Hackers have set out to direct armies of zombie devices, or what we technically describe as Botnets. Botnets are essentially groups of computers that have been infected with specialized malware to carry out specific activities over the Internet. Botnet computers usually come in groups and are all instructed to attack other systems or infect networked computers with additional malware. In the case of WannaCry, a series of Botnets are being revved up to funnel traffic to the 'kill-switch' that was created to curtail WannaCry. The traffic will essentially curtail the kill-switch by knocking its domain offline and reactive some of WannaCry's dormant infections.
WannaCry Slows Down But Not For Long
The curtailment of WannaCry's kill-switch, which was put in place to slow the spread and massive destruction of WannaCry around the world, appears to be a priority for hackers in the recent days. In fact, the use of the Mirai Botnet, a computer worm that has long been known to target outdated large-scale networks to remotely control compromised computers, was initiated not long after the proliferation of WannaCry.

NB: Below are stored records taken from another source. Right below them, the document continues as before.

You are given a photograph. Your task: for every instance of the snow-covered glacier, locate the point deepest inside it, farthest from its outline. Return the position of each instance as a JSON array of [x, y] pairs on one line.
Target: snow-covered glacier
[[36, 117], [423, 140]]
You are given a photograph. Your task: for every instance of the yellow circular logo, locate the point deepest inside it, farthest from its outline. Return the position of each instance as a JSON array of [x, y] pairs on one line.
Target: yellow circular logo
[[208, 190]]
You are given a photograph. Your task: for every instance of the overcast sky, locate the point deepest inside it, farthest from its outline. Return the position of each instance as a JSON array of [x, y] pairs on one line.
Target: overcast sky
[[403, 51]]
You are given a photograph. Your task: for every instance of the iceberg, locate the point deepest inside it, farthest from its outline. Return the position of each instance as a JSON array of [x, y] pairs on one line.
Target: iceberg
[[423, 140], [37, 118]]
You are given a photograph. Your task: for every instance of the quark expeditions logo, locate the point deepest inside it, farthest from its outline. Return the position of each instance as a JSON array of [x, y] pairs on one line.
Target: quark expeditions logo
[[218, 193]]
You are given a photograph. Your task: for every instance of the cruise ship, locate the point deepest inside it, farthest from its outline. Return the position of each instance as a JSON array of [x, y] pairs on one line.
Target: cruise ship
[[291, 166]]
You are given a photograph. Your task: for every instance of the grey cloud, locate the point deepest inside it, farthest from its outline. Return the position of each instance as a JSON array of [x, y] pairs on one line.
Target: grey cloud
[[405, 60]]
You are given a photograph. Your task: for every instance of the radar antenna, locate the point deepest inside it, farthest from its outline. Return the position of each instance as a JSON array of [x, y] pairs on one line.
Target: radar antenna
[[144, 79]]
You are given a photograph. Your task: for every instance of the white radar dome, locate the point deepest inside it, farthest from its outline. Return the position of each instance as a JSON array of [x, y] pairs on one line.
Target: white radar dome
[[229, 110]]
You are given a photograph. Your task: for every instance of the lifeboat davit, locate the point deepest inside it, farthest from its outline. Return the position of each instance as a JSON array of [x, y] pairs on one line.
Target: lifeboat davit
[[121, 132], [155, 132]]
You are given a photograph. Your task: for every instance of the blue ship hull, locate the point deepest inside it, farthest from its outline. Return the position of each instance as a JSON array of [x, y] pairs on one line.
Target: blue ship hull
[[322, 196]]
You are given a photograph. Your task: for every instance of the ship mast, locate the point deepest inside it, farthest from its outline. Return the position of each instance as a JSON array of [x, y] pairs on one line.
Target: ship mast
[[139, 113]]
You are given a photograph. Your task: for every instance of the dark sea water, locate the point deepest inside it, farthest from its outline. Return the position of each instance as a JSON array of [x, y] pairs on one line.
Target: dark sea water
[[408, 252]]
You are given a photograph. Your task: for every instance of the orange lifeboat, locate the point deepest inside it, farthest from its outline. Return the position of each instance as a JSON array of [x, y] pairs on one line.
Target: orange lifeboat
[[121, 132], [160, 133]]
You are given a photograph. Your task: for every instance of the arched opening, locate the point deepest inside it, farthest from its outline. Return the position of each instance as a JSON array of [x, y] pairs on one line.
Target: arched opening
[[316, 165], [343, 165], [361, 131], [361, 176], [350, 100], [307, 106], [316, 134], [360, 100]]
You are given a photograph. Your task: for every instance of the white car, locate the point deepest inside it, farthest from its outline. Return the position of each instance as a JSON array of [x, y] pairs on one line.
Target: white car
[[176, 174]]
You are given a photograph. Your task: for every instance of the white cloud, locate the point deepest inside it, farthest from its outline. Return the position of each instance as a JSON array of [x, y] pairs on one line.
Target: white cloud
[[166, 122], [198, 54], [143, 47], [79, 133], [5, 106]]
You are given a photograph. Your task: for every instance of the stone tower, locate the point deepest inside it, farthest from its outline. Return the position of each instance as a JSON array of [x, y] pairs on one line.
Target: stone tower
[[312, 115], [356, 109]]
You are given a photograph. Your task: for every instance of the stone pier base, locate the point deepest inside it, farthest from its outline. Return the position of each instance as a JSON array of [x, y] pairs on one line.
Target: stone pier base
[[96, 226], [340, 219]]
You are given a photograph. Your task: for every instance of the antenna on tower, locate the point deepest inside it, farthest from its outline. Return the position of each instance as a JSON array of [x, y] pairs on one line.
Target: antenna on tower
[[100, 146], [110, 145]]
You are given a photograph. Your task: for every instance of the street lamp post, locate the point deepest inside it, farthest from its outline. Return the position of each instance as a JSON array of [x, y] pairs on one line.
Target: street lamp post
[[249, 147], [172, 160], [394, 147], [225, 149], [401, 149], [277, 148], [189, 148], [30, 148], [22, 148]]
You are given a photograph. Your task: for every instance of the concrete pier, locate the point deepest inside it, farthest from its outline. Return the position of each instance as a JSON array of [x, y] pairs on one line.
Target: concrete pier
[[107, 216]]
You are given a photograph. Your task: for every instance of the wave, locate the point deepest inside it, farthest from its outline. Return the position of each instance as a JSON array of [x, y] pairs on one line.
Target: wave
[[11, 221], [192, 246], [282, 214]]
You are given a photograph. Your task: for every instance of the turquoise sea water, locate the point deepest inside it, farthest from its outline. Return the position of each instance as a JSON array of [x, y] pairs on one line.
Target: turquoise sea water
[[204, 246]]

Through aggressive DDoS attacks carried out by the new Botnets, anything standing in the way of WannaCry's reactivation appears to be thwarted. Though, not all WannaCry infections would re-initiate if the DDoS attacks prove to be successful. WannaCry Ransomware seems to stop scanning a period of 24 hours after initial installation. However, once one of the infected machines reboots, which is a function that the botnet may prompt, the infection starts scanning again.
Just like revving up an old car that's been sitting dormant for years, WannaCry is getting a new lifeline at the hands of greedy hackers, which could initiate a new onslaught of WannaCry infections that proliferate around the world once again.
What is even scarier than the spread of WannaCry is the idea that the Mirai botnet can be packaged up and sold over the Dark Web to any wanna-be hacker who can then cause mayhem for any vulnerable computer and its user.